The chief political problem of the class of all primarily working people, is that is <i>division</i>. This division was purposefully baked in to the Constitution of the United States, and has been augmented in various means by the ruling class from the beginning.
While the authors of the Constitution claimed to abhor parties, it seems what they actually abhorred were the other guy's parties. Political parties arose almost immediately.
The construction of the republic virtually enssures that there will not be one but two competitive parties at the federal level and state constitutions typically do that for states as well. The most obvious ways to enable multiple electorially viable parties is to have a Parliamentary Democracy and also one of many systems that provides for Proportional Representation. Such techniques are now used in some state and local elections, with mixed designs and mixed results.
But the electoral realities have led some left of center factions, nowadays including DSA and CPUSA, to endorse the "Vote for Democrats to defeat the Fascist Right" point of view, even though at one time both the major socialist group of the time and the Communist Party ran their own candidates. The Communist Party only quit running candidates after 1988, partly driven by their loss of funding from the Comintern. But it also shows the flexibility of Marxism-Leninism.

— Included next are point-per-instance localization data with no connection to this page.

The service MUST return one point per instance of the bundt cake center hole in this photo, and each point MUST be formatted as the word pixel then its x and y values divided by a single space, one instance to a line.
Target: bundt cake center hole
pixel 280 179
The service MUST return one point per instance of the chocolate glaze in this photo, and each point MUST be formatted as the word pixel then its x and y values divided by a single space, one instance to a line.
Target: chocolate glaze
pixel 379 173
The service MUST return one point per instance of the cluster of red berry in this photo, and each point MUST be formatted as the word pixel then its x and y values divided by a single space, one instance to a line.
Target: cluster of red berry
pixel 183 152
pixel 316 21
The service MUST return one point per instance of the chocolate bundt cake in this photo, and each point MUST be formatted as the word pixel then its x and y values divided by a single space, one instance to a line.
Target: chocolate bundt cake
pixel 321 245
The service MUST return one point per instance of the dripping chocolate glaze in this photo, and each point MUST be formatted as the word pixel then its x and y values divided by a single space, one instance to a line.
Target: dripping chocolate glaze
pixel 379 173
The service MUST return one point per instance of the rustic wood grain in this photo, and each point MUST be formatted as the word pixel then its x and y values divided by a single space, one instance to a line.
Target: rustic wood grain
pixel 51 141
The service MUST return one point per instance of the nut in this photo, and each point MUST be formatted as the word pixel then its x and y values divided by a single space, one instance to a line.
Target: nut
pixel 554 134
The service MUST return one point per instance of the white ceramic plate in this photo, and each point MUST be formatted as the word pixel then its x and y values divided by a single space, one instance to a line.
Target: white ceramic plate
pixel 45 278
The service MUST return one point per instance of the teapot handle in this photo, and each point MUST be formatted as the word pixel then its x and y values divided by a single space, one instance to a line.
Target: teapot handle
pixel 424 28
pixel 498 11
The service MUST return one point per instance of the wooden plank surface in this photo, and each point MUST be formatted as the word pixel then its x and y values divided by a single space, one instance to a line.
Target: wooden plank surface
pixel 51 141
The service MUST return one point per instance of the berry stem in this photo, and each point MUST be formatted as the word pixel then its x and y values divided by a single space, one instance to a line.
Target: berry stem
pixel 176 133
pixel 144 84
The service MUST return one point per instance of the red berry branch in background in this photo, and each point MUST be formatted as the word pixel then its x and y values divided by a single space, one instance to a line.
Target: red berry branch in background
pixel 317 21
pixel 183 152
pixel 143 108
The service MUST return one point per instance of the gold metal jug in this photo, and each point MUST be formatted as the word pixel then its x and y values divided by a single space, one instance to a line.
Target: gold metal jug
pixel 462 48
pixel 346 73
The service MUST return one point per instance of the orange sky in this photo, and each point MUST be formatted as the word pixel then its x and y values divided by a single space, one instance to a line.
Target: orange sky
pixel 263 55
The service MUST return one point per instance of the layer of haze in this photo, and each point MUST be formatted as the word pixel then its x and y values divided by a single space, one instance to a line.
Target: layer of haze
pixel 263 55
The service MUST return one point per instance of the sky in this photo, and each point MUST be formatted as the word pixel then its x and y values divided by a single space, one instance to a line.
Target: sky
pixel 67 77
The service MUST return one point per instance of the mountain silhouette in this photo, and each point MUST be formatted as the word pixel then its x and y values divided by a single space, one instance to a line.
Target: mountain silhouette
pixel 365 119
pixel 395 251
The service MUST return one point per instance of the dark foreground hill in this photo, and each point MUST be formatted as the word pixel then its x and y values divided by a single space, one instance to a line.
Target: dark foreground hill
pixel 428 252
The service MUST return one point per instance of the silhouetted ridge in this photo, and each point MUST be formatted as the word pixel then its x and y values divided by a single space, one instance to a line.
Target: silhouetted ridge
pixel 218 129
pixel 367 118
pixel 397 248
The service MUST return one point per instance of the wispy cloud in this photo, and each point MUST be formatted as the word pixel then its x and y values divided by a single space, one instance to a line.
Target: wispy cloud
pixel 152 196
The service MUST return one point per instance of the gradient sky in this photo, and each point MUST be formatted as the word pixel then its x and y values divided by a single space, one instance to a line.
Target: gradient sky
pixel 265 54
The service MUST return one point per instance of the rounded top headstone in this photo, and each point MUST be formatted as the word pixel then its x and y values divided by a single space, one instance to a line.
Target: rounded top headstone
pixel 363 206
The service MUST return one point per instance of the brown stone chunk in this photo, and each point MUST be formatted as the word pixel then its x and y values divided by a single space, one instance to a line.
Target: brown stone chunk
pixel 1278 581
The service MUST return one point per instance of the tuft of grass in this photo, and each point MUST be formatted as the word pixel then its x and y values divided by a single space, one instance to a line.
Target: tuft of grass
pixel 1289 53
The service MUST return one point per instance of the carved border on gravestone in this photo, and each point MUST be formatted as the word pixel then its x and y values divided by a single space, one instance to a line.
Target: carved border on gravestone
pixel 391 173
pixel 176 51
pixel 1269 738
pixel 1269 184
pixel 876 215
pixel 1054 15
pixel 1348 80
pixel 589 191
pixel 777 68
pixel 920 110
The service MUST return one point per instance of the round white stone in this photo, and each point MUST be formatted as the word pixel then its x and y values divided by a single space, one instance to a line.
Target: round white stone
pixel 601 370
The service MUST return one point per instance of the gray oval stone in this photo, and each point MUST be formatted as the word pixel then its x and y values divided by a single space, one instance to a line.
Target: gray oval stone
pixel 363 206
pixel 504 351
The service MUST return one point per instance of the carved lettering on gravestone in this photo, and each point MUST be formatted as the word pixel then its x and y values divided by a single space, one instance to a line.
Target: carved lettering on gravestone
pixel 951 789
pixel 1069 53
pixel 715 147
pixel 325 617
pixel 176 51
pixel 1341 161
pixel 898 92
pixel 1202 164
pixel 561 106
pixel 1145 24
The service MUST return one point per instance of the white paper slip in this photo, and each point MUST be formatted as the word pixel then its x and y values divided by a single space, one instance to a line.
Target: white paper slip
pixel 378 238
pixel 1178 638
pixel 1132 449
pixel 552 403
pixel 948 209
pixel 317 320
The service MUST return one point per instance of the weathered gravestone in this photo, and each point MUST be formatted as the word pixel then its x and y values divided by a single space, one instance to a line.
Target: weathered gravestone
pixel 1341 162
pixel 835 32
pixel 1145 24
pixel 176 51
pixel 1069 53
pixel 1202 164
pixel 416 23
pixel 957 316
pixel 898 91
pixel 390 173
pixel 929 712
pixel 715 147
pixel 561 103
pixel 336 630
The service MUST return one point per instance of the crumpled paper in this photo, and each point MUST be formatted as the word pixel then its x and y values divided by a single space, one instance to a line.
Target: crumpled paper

Other groups, such as the Green Party and PSL, often disparage the Democratic Party completely, sometimes making very unrealistic claims about the electoral viability of their candidates.
What's worse, groups even identify with their currently chosen position that they disparage the other one far more than those who all would agree are even worse, Republicans and far right.
After having studied the realities of electoral politics during the last election cycle, including theoretical analyses of voting impact, I've come to the conclusion that the best thing to do is Vote However You Damned Please.
This stems from both cynicism and optimism. Cynically, the chance that your vote in any federal election is astronomically small, smaller than one over half the total number of voters, according to a very sophisticated probabilistic analysis by some economists a few decades ago. When I pondered their analysis, but added the effect of pre-existing tendencies, they would only make the number much smaller. So the probability of my vote changing a state-wide election would be not just one over millions but one over trillions or quadrillions. Which is, more or less, the way it seems. The result is pretty well baked in already. Texas is a solid Republican state under present day rules that Republicans control.
Why give up the opportunity to speak with your real true voice, as loud and clear as you can, to enter such a game you are virtually certain to lose (as in fail to have an effect on the result)? It's optimistic to believe that making your voice heard in such a way will change anyone's mind on anything, but it could.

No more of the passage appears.